When one remembers that Beethoven had died only a few years before Berlioz wrote his symphony; that Schubert also had died; that Schumann and Wagner were not known as composers, one must regard this audacious work of Berlioz as nothing less than marvelous. No predecessor had given him hints for orchestration: he invented his own system; he thought and wrote orchestrally. Liszt, Meyerbeer, Wagner, Strauss, the Russian School, in fact, the musical world of the last century is indebted deeply to Hector Berlioz. Without him all would have been sadly at a loss.

One may smile in this matter-of-fact age at the frantic love of Berlioz for the Irish actress; at the programme of the Fantastic symphony, written when he was not twenty-seven years old.
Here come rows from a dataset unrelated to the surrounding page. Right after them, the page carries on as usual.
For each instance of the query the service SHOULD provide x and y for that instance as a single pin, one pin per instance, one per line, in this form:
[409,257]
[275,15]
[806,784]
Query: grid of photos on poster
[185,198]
But there’s no denying the genius in this work, the genius that has kept this music alive in spite of a few cheap or arid pages; for there is the imagination, the poetic sensitiveness that we rightly associate with genius. If one would gladly shorten the “Scene in the Fields,” what is to be said against that masterpiece “The March to the Scaffold,” with its haunting, nightmarish rhythm, its ghostly chatter of the bassoons, its mocking shouts of brass? Or who does not find beauty in the first movement, brilliance in the second, and a demoniacal spirit in the finale?

Ernest Newman has wisely said that the harmonies of Berlioz suited exactly his aims; that however strange they may seem on paper, they are justified when they are heard. As for the charge of failure as a melodist, there are the songs; there is the pathetic air of Marguerite in The Damnation of Faust, the “Farewell of the Shepherds” in The Childhood of Christ, the grand arias in Les Troyens.

This symphony forms the first part of a work entitled Épisode de la vie d’un artiste (Episode in the Life of an Artist), the second part of which is a lyric monodrama, Lélio, ou le retour à la vie (Lelio; or, The Return to Life). Berlioz published the following preface to the full score of the symphony:

“PROGRAMME OF THE SYMPHONY

“A young musician of morbid sensibility and ardent imagination poisons himself with opium in a fit of amorous despair. The narcotic dose, too weak to result in death, plunges him into a heavy sleep accompanied by the strangest visions, during which his sensations, sentiments, and recollections are translated in his sick brain into musical thoughts and images. The beloved woman herself has become for him a melody, like a fixed idea which he finds and hears everywhere.

“Part I
“DREAMS, PASSIONS

“He first recalls that uneasiness of soul, that vague des passions, those moments of causeless melancholy and joy, which he experienced before seeing her whom he loves; then the volcanic love with which she suddenly inspired him, his moments of delirious anguish, of jealous fury, his returns to loving tenderness, and his religious consolations.